Observed vs expected allele frequencies.
ERASE-Seq demonstrates high reproducibility (R-squared = 0.961) in allele frequency determination between experiments, even in the ultralow allele frequency range. This graph compares measured allele frequencies between the 1% TST15 spike and the 0.25% TST15 spike. The 0.25% spike is a simple 4X dilution of the 1% spike into the same NA19129 DNA background so variant allele frequencies in the 0.25% spike are expected to be ¼ their value in the 1% spike. The y-axis plots observed variant allele frequencies in the 0.25% spike and the x-axis plots their expected values.
Fig 6.
Robustness of the ERASE-Seq approach across different sample types.
We analyzed a previously produced data set looking at a Horizon cfDNA standard spike (fragmented DNA) using both an unrelated gDNA background standard and a more similar Horizon cfDNA standard. The false positive rate per 10,000 variant tests is plotted for all conditions. ERASE-Seq results from applying a background model using either background (empty triangle, circle) show a high reduction in the false positive rate for both as compared to a standard caller (filled round).

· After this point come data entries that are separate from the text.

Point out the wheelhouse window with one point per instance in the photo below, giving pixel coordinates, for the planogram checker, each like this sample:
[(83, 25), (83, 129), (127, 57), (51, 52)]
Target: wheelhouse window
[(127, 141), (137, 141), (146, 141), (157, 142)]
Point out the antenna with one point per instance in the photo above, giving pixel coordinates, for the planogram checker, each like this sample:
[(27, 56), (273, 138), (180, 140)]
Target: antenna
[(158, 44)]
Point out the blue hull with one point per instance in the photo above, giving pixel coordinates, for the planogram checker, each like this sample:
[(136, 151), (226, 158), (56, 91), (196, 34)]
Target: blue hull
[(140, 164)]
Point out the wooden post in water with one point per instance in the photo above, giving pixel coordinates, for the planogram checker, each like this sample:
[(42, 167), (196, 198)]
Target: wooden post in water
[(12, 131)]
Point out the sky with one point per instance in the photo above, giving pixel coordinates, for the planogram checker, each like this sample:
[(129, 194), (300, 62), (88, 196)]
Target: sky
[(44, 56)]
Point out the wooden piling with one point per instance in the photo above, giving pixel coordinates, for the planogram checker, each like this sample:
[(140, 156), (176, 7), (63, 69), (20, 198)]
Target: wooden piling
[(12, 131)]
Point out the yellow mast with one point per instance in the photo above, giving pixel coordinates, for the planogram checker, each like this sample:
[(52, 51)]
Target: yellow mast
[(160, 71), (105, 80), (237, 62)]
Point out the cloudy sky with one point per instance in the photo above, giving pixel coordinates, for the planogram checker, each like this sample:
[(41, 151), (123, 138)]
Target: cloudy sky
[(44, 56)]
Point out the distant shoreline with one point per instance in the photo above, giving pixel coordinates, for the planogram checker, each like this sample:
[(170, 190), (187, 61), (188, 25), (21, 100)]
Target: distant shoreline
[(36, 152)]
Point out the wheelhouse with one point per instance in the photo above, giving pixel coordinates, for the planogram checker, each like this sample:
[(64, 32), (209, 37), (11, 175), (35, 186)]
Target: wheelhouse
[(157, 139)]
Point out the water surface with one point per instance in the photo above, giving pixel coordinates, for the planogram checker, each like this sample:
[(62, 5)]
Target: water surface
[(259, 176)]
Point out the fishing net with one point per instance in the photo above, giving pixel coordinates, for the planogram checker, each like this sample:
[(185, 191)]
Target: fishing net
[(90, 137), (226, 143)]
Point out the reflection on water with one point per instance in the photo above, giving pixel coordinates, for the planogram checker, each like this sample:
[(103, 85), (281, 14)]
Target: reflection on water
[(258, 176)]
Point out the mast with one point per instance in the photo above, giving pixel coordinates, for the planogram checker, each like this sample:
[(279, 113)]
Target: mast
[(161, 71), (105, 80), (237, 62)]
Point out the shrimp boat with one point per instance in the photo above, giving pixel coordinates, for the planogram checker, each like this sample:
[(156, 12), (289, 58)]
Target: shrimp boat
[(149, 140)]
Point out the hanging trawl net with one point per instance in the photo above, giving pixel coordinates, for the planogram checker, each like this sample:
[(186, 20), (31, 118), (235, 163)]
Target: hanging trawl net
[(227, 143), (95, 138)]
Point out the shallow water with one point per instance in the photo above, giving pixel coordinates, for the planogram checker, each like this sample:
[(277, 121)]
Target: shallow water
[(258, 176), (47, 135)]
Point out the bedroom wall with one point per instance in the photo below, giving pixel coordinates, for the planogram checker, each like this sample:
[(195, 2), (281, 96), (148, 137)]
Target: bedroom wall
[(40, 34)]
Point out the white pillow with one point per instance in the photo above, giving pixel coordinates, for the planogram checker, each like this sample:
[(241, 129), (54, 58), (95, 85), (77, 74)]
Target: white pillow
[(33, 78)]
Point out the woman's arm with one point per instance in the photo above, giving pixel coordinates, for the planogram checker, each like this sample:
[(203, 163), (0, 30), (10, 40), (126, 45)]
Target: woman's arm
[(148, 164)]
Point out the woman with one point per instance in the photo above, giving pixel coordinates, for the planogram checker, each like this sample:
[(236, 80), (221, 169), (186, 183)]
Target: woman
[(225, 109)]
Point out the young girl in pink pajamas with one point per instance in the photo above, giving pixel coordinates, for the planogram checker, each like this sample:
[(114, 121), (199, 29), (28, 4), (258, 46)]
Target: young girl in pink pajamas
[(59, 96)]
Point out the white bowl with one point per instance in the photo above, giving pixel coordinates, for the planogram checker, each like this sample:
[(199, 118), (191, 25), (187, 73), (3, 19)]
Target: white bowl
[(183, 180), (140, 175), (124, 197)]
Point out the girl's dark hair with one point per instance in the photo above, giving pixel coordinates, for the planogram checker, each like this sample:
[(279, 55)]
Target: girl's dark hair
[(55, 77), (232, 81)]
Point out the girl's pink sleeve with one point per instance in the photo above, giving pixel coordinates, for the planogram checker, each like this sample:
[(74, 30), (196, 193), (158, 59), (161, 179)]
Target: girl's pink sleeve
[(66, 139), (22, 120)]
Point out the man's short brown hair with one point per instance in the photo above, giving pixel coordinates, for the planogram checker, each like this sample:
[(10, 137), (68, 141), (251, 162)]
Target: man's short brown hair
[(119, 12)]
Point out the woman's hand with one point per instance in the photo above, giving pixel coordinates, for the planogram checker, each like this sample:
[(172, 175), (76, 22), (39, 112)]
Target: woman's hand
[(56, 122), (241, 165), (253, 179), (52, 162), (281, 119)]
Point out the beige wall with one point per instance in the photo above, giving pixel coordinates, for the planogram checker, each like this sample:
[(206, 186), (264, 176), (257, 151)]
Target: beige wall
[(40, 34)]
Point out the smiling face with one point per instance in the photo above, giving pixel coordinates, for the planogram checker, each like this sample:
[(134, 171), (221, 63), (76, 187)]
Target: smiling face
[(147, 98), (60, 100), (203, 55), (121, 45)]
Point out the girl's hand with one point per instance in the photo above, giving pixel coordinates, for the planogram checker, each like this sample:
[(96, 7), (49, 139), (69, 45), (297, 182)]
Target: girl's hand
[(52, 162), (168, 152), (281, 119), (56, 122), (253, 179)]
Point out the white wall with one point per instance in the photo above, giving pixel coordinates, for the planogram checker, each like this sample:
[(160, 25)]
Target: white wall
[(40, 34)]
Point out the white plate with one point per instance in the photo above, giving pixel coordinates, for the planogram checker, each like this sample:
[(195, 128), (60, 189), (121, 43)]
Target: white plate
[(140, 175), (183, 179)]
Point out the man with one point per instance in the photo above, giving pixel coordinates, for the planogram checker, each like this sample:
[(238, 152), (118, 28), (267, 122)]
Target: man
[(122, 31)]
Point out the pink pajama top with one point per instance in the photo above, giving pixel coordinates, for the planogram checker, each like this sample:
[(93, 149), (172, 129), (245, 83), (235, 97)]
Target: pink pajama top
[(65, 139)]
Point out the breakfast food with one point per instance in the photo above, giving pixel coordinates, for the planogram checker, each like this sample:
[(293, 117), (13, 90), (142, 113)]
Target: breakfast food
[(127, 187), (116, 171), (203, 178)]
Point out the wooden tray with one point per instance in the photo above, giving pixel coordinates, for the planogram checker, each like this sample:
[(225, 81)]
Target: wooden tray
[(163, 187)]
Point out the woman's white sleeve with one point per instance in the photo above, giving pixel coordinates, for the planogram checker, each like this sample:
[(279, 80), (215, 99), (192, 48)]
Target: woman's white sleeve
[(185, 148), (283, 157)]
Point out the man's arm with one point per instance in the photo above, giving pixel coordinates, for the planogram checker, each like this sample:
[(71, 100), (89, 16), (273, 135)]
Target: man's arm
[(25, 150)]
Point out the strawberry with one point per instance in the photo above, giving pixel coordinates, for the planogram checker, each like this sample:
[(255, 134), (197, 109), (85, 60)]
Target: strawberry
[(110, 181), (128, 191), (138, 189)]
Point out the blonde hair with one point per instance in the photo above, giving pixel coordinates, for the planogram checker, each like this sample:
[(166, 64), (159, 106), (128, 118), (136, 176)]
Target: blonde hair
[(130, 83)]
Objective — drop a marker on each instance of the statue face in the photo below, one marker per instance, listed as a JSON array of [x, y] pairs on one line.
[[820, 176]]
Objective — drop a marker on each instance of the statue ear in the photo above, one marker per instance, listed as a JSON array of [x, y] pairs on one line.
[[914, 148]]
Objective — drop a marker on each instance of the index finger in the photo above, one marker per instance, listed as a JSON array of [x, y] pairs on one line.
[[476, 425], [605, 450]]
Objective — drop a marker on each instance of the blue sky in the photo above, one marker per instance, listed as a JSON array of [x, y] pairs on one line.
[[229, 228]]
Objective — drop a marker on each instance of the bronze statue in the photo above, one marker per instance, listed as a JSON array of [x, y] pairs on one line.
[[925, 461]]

Of the two, using a similar Horizon cfDNA background (empty circles) provides slightly better error correction, while both perform very well above 0.5% allele frequency. The same relationship holds when using two replicates for the Horizon cfDNA sample (square, rhombus), with very low false positive rates above 0.2%. Together, the data demonstrate consistent performance of the background model across sample types. A summary of the false positive rate dependence on the replicate number and control background data used is shown in S6 Table.